NECは、工場で稼働するロボットや工作機械をサイバー攻撃から守る「改ざん検知技術」を開発した。
NECは2018年4月、IoT機器に適用可能な「改ざん検知技術」を開発したと発表した。工場内の産業用ロボットや工作機械などに開発した技術を実装することで、サイバー攻撃から機器を保護することができる。
開発した改ざん検知技術は、実行コードが4kバイトと極めて小さく、メモリ容量が1Mバイト以下のIoT機器にも実装できるソフトウェアアーキテクチャである。特に、Armプロセッサ「Cortex-M」がサポートする「TrustZone」と呼ばれるメモリ上に、保護領域を構築した。これによって、改ざん検知機能自体に対する攻撃や無効化も防止できるという。
改ざんの監視は、これまでのように機器の複雑なふるまいではなく、実行コードのみを監視することにした。監視がシンプルなことから、センサー機器など搭載するメモリ容量が少ないIoT端末にも実装が容易となる。

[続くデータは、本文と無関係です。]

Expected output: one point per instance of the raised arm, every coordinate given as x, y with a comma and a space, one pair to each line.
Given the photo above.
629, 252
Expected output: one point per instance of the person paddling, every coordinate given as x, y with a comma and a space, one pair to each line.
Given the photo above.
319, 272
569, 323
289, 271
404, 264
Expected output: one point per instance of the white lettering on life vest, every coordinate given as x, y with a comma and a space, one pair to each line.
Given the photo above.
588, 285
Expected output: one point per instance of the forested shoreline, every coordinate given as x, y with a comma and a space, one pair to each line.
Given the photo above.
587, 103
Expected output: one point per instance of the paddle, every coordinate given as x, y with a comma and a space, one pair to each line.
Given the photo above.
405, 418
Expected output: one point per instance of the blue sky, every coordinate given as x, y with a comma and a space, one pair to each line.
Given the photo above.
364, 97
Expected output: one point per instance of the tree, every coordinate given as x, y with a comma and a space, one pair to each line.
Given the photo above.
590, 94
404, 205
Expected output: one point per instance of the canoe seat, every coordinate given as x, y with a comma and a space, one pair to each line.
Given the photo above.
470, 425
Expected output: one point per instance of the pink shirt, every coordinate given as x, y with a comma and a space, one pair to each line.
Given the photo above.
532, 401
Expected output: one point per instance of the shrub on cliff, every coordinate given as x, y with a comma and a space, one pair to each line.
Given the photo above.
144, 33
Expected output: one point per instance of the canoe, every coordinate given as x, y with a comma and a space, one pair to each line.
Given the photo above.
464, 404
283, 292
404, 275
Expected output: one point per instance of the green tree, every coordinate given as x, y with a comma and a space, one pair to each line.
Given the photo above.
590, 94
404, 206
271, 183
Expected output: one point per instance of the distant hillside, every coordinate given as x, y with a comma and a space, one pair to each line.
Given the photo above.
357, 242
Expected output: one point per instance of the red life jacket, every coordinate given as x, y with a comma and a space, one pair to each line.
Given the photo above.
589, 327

もう1つの特長は、検査領域を絞り込むことで、改ざん検知時間を高速にできたことだ。まず、IoT機器に搭載されたソフトウェアを、「機器制御」「センサー情報の収集」「設定の更新」といった機能ごとに把握する。次にこれらの機能を実行する処理内容に基づき、実行コードが格納されているメモリ領域を特定し、その領域に絞って改ざんの有無を検査することで高速化を可能にした。
この結果、動作周波数が25MHz程度のマイクロコントローラを実装したIoT機器でも、格納したメモリ領域が2kバイト程度であれば、改ざん検知に必要な時間は約6ミリ秒で済む。このため、IoT機器の起動時だけでなく、稼働中でも改ざん検査を行うことができるという。